Holiday Downtime & DDOS Attacks

[More Support]

We would like to apologise for the downtime and packet loss over the holiday period. Our upstream providers have been victims of sustained DDOS attacks against their infrastructure which has in turn made all of our servers unavailable at different times. You can find more details on our monitoring status page here http://stats.internet-radio.com/

Our upstream providers (Linode) have just posted a more detailed updatte about the attacks here http://status.linode.com/incidents/mmdbljlglnfd

It has become evident in the past two days that a bad actor is purchasing large amounts of botnet capacity in an attempt to significantly damage Linode’s business. The following is a partial list of attacks we have received in no particular order:

- Multiple volumetric attacks simultaneously directed toward all of our authoritative nameservers, causing DNS hosting outages
- Multiple volumetric attacks simultaneously directed toward all of our public-facing websites, causing Linode Manager outages
- Layer 7 (“400 bad request”) attacks toward our web and application servers, causing Linode Manager outages
- Large volumetric attacks toward our colocation provider’s upstream interconnection points, overwhelming the router control planes and causing significant congestion/packet loss
- Large volumetric attacks toward Linode network infrastructure, overwhelming the router control planes and causing significant congestion/packet loss

All of these attacks have occurred multiple times. Over the course of the last week, we have seen over 30 attacks of significant duration and impact. As we have found ways to mitigate these attacks, the vectors used inevitably change.

As of this afternoon, we have mostly hardened ourselves against the above attack vectors, but we expect more to come. We are working extremely closely with all of our technical partners, including our network equipment vendors and our colocation providers, to prevent future attacks.

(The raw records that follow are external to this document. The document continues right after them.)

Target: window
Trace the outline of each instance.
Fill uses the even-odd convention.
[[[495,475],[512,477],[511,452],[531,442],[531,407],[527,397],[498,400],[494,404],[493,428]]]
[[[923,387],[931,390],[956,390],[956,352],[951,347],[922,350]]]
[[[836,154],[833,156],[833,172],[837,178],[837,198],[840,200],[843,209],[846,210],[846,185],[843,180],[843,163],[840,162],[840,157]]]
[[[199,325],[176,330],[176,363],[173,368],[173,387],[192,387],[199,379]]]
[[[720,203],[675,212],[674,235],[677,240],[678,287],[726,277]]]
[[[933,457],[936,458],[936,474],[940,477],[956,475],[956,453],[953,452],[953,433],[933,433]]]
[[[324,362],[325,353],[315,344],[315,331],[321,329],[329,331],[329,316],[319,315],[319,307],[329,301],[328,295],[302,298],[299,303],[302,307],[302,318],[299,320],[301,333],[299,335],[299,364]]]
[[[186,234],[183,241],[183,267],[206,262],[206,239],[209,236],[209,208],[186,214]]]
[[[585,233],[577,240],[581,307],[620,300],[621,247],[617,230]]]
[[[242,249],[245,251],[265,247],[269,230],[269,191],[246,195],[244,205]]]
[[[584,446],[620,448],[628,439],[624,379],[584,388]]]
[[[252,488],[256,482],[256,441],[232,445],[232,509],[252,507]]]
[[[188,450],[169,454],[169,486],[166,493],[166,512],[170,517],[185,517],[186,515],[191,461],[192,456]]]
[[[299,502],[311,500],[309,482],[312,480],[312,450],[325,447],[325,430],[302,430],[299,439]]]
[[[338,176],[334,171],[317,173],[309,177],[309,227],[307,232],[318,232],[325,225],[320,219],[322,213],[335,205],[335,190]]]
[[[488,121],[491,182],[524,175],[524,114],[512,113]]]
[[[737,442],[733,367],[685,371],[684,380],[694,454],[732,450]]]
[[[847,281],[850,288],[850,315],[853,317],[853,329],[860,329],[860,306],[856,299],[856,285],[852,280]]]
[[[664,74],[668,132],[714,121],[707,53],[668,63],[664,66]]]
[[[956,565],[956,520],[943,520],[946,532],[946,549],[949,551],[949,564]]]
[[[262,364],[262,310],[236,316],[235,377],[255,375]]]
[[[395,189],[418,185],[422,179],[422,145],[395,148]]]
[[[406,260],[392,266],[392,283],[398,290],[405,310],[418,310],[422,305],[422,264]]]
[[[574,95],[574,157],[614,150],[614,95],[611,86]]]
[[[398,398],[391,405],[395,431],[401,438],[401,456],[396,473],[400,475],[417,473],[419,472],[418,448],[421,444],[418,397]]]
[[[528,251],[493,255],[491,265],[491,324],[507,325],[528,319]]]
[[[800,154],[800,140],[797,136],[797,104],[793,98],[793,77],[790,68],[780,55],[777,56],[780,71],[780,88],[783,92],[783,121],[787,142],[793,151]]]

Once these attacks stop, we plan to share a complete technical explanation about what has been happening. Additionally, we will be announcing the details of an ongoing project to significantly improve our internet connectivity and resiliency.

It appears that as of now the attacks have stopped and we would like to apologise again for the outages and thank you for bearing with us while they get resolved. We will continue to post updates in this thread as we get more information.